Clinton’s comments confront in us the need to think about where we have come from and where we are going. Recognising the relentless need to refresh and renew if we are to be of persistent relevance, without becoming iconoclasts who undervalue the foundations laid by others.   

It also speaks to another challenge which leaders struggle to keep in balance – the belief that their contribution is of vital importance and the misapprehension that everything depends on them. I have spent plenty of time with leaders in both commercial and civil society organisations who have found themselves tugged by these two forces, with adverse and undesirable consequences for both.

Some leaders diminish their own efforts, assign all credit to others, elevating the contribution of team members to such a point that it devalues their own impact. Don’t get me wrong, the world needs leaders who serve the collective cause and understand that their principal responsibility is to get the best out of others, but if they lose sight of the role they uniquely have to play in establishing direction, setting culture, articulating expectations and managing performance, it erodes their confidence, undermines their influence and destabilises their teams.

Then there are those who willingly or unwittingly develop the misconception that absolutely everything revolves around them. Setting standards high and searching for the best outcomes, they fall into the trap of thinking that success is only really guaranteed by their involvement. They probably don’t vocalise it, but the internal recording is on loop: “If you want a job done right, do it yourself”.  

Of course it is vital for organisational leaders to feel that their contribution is making a difference. It motivates them to ‘show up’ for their colleagues every day, in every area of responsibility, to be the best of themselves in order to get the best out of others.

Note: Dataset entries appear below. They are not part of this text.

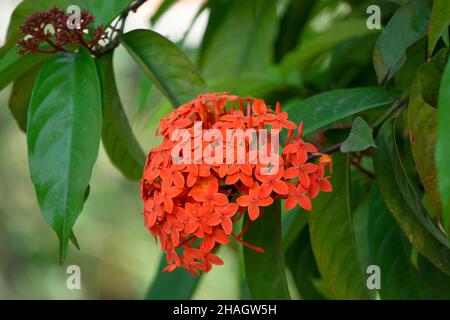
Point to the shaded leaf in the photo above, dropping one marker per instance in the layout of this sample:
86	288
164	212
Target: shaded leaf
21	95
240	40
333	240
171	70
13	65
118	138
339	32
63	135
404	203
325	108
300	261
360	137
411	22
103	11
439	22
422	124
266	276
442	149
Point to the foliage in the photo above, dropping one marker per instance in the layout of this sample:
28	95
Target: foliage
378	100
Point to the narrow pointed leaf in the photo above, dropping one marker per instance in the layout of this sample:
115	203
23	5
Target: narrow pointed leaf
439	22
63	135
176	285
171	70
442	148
118	138
265	272
360	137
21	95
325	108
333	239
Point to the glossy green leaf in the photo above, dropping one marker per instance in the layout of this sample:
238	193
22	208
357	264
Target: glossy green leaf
439	22
171	70
292	23
176	285
63	135
21	95
325	108
118	138
266	275
403	201
442	148
391	251
360	137
240	40
300	261
422	124
103	11
408	25
339	32
333	240
164	6
13	65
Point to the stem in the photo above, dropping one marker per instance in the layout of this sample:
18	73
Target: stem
114	43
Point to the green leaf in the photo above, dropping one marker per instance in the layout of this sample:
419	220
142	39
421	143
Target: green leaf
391	251
63	135
240	40
360	137
165	5
325	108
266	274
175	285
442	149
103	11
21	95
13	65
171	70
292	23
118	138
439	22
404	202
338	32
422	124
333	238
411	22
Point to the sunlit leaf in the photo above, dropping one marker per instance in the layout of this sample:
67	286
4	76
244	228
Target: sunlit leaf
404	203
333	240
63	135
170	69
265	272
117	136
411	22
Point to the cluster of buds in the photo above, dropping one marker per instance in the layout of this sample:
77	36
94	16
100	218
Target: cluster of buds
51	31
193	198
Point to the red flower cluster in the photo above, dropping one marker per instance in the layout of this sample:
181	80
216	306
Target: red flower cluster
47	32
191	207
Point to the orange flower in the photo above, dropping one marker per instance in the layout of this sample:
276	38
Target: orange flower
191	208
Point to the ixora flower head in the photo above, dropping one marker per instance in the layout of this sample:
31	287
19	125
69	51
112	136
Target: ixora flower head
215	164
48	32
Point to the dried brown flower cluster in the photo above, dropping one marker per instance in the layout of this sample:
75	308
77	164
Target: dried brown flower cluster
47	32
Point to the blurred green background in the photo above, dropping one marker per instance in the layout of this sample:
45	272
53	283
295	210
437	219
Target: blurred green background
118	257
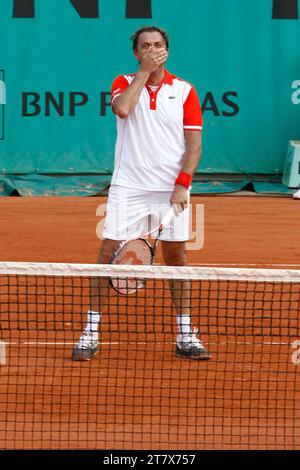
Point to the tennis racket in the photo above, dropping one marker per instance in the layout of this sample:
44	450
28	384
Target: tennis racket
136	250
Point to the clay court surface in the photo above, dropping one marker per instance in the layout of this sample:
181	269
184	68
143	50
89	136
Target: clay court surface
141	396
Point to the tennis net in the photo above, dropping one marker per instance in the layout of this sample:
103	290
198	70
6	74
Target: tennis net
136	393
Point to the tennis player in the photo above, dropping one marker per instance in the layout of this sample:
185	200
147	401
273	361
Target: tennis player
158	148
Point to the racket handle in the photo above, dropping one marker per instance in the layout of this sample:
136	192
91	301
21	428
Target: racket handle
167	219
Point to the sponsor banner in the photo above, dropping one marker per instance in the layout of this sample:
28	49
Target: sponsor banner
58	60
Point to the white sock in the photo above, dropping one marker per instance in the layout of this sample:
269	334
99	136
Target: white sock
184	324
93	320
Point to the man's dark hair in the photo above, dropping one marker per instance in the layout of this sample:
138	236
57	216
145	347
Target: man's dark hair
149	29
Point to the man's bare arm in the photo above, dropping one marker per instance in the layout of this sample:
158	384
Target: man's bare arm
190	163
125	103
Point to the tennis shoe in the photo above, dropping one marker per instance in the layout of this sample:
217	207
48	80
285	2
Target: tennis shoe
191	347
86	348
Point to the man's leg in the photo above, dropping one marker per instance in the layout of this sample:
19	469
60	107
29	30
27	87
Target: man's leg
87	346
187	344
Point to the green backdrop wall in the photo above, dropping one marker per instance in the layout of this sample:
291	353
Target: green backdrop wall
59	57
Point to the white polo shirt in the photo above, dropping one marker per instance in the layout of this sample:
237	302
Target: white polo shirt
150	141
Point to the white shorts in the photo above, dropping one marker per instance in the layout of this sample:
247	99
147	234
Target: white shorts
131	211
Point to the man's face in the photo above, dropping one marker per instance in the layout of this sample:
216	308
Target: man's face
148	43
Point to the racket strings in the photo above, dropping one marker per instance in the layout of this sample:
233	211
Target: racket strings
133	252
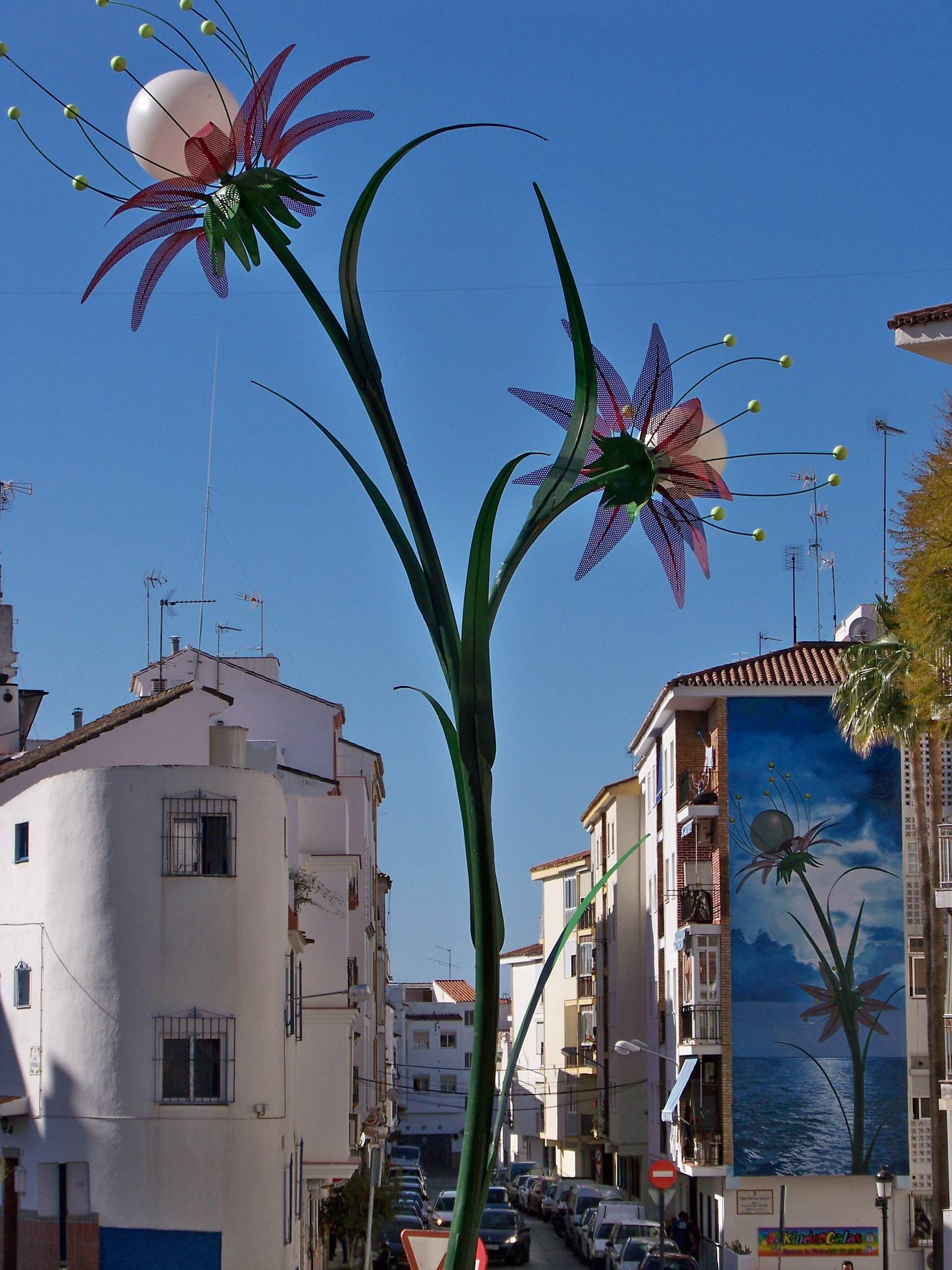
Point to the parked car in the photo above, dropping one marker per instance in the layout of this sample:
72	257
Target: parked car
564	1188
516	1173
498	1197
549	1202
536	1193
506	1236
442	1212
628	1254
387	1248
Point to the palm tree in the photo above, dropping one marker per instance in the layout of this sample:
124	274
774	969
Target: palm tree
878	705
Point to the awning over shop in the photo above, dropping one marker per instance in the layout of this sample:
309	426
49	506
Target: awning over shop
671	1108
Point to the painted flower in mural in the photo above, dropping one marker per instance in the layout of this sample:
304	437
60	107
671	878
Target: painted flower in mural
860	1002
780	850
235	184
654	459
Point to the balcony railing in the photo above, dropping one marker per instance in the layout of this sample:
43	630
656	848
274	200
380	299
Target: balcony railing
695	905
701	1024
702	1147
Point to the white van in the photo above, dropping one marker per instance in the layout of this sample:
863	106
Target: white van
607	1213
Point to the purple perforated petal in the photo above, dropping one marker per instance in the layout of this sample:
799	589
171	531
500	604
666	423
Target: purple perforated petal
610	527
281	116
156	266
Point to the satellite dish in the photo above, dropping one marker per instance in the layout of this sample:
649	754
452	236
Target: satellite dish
862	630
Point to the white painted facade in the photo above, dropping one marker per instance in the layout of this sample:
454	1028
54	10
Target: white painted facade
161	1043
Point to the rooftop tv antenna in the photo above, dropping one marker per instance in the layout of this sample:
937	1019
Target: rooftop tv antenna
219	629
168	602
794	563
885	431
831	563
9	489
151	580
255	600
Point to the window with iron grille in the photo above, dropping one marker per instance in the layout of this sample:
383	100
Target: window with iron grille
294	996
198	836
20	986
195	1057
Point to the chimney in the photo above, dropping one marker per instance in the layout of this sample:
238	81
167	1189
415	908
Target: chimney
226	746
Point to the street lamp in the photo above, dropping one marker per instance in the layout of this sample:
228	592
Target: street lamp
884	1194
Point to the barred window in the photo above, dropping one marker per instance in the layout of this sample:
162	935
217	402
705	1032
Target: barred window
195	1057
20	986
198	836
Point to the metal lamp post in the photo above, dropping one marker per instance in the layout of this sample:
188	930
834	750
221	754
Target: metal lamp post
884	1194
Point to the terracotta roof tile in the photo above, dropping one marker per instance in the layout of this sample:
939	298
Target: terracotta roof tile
95	728
563	860
919	316
528	950
457	988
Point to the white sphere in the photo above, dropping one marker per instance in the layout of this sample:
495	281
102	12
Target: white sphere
193	100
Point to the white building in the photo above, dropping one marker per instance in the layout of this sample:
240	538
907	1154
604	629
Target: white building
172	1030
433	1044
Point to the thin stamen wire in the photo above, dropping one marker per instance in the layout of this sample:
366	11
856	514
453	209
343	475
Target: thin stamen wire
107	162
89	125
69	174
126	4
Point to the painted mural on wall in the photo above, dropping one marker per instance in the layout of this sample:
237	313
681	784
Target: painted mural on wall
818	958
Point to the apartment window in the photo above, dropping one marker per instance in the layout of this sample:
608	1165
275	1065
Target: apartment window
20	986
195	1059
917	967
198	836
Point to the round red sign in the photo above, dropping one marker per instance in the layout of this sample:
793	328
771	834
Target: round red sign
663	1174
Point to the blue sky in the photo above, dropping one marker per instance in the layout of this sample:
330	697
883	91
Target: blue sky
769	171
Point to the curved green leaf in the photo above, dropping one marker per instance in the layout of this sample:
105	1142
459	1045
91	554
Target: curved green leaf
351	247
398	535
519	1039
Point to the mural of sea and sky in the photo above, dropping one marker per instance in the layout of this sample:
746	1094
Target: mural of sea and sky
818	958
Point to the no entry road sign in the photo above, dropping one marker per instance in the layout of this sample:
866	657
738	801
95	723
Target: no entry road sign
427	1250
663	1174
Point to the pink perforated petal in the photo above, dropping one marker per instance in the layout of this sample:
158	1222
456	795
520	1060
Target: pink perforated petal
157	263
307	128
281	116
248	128
156	226
610	527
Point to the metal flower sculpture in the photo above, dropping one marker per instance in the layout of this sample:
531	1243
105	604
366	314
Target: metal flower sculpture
781	841
227	172
651	458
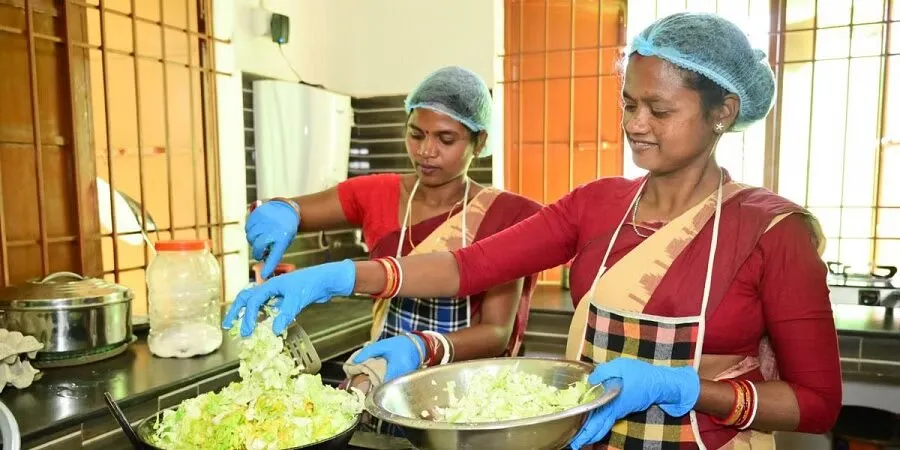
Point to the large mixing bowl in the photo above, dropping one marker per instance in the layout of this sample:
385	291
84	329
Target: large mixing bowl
402	401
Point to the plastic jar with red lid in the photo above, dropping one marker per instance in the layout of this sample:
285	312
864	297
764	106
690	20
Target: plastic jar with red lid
185	293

But the danger of overinflating your view of your own contribution is that it will corrode your confidence in team, undermine your duty to develop others and ultimately lead to exhaustion or minimise the extent of your influence.   

Thinking rightly about our role as leaders, and our place in the history of the organisations that we lead is salient, if we are to cherish the heritage bestowed on us by others, and to leave an inheritance that will persist when our contribution has come to an end.